Le sport, dit-on, rassemble. Bien plus que tous les autres produits culturels, nos gloires nationales dans ce domaine font en effet l’objet des élans patriotiques les plus vifs.

Bien plus que l’état d’ébriété que prétextent traditionnellement les grandes compétitions, c’est l’identification entre victoire sportive et triomphe des valeurs de la patrie qui nous rapproche dans ce soutien commun d’une équipe nationale. Dans son dernier documentaire, sorti en juillet dernier, Gabe Polsky s’est penché sur l’aspect idéologique de ce patriotisme sportif porté à son paroxysme durant la période la plus bipolarisée de l’histoire mondiale. À travers l’épopée de l’invincible équipe de hockey sur glace de l’Armée Rouge (Red Army) soviétique, richement documentée en images d’archives entrecoupées d’interviews des principaux protagonistes, il développe un discours passionnant sur les liens entre tensions politiques et compétition sportive, ou quand un effort par nature purement physique s’oriente vers la défense d’un idéal.

Un sport d’équipe agressif et tactique, parfaite métaphore de la guerre

De ce sport vieux de plus d’un siècle, l’image la plus symbolique est certainement celle de la mise en échec, où deux joueurs caparaçonnés s’entrechoquent dans la lutte pour le palet. La patinoire, dont le contrôle spatial marque la supériorité d’une équipe sur l’autre, évoque aisément le champ de bataille. Les nombreuses images extraites de matches qui jalonnent le documentaire montrent au contraire une équipe de l’URSS virevoltante, jusqu’à déconcerter les nord-américains plus habitués à la confrontation physique qu’à la virtuosité technique selon les spécialistes interrogés. Le paradoxe étant qu’à l’inverse de leurs adversaires, les joueurs soviétiques sont des officiers de l’Armée Rouge, avec toutes les contraintes que cela pose quant à leurs libertés individuelles, et la charge symbolique dont est revêtue leur maillot. Le montage dynamique du film permet de mettre en perspective ces échos entre régiment militaire et formation de hockeyeurs, ce que vient appuyer – parfois avec lourdeur – la BO classique qui évoque les grandes œuvres épiques.
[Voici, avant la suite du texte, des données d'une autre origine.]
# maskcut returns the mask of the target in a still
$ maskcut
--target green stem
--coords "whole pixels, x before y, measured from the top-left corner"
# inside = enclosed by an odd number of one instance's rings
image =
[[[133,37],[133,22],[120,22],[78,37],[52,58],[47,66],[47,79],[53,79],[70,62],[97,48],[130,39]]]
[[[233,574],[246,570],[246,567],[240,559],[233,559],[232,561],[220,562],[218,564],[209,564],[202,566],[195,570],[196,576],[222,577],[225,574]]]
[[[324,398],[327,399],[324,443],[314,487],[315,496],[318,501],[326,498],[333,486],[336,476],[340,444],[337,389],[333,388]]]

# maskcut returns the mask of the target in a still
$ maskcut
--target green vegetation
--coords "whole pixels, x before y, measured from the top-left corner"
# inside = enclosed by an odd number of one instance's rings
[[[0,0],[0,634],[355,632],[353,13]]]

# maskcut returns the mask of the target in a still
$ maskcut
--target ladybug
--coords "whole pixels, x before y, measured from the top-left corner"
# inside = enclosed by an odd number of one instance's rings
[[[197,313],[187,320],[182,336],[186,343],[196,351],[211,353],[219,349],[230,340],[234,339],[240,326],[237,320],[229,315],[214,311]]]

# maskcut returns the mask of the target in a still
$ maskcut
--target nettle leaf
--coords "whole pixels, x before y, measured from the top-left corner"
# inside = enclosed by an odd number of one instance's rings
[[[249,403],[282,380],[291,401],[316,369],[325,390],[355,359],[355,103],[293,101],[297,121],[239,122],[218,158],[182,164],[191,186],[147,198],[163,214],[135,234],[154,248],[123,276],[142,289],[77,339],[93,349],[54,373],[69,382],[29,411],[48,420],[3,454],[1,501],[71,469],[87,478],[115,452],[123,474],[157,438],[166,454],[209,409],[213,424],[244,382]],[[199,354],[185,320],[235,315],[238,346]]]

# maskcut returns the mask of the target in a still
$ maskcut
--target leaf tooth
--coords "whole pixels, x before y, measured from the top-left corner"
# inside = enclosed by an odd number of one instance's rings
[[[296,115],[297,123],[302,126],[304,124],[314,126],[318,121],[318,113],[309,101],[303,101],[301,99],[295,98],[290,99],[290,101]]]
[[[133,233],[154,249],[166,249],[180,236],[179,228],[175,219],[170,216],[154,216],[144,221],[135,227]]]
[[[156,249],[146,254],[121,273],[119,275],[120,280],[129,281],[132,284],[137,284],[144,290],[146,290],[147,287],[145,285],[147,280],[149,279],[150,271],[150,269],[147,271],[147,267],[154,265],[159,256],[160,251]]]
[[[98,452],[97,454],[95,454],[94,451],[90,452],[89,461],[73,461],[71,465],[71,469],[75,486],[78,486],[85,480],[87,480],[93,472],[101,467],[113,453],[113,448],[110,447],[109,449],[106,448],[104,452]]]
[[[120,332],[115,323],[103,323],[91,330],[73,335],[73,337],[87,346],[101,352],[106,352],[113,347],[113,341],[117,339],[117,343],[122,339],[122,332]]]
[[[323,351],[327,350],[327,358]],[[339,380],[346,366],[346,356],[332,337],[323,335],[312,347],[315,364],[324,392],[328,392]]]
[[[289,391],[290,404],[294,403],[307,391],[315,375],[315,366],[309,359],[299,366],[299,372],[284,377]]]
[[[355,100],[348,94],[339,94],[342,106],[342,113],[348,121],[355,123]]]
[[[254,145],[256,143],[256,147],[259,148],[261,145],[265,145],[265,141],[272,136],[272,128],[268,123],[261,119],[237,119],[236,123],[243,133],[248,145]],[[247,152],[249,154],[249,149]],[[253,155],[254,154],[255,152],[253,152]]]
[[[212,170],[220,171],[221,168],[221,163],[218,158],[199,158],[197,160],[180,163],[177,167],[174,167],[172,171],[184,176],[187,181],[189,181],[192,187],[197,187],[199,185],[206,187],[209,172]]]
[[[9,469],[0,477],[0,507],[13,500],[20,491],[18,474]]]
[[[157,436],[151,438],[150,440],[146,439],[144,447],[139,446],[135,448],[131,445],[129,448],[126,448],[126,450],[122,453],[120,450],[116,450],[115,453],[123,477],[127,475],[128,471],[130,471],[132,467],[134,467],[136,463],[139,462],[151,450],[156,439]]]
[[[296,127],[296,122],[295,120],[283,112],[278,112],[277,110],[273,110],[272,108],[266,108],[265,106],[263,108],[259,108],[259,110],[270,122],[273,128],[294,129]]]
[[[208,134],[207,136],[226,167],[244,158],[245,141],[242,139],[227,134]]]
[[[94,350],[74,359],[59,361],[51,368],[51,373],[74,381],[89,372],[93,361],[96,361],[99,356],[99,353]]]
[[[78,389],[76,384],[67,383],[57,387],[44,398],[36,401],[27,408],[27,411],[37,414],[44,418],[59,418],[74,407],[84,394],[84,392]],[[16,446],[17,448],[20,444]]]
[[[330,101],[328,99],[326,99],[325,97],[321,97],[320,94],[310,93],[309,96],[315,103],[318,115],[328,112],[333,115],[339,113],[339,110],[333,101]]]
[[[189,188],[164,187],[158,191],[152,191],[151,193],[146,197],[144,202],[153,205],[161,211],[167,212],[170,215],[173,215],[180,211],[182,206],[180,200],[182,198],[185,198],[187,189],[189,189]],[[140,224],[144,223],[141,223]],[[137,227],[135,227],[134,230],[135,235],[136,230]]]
Au delà de la mise en scène d’une équipe en forme de bataillon, Red Army s’attache à explorer les liens hiérarchiques qui unissent les joueurs phares, leurs entraîneurs et les officiels du régime communiste. On découvre ainsi une dictature interne à l’équipe et intrinsèquement liée au régime totalitaire soviétique, incarnée en l’occurrence par l’entraîneur Viktor Tikhonov. Ce dernier, impose à ses joueurs un mode de vie concentrationnaire et les sanctions pleuvent en cas de (rares) défaites, ce qui n’est pas sans rappeler le contrôle du peuple russe sous la surveillance du KGB (d’ ailleurs responsable de la nomination de Tikhonov au poste d’entraîneur). Bien plus qu’une figure de mentor ambigu, récurrente dans les films s’intéressant au sport comme le récent Foxcatcher, c’est bien un tyran que Gabe Polsky dépeint à travers le témoignage de Slava Fetisov, défenseur star de la Red Army et du club de l’armée rouge (CSKA Moscou). L’autorité nécessaire à la cohésion de toute équipe est transcendée par le contexte de Guerre Froide, au point de verser dans le totalitarisme.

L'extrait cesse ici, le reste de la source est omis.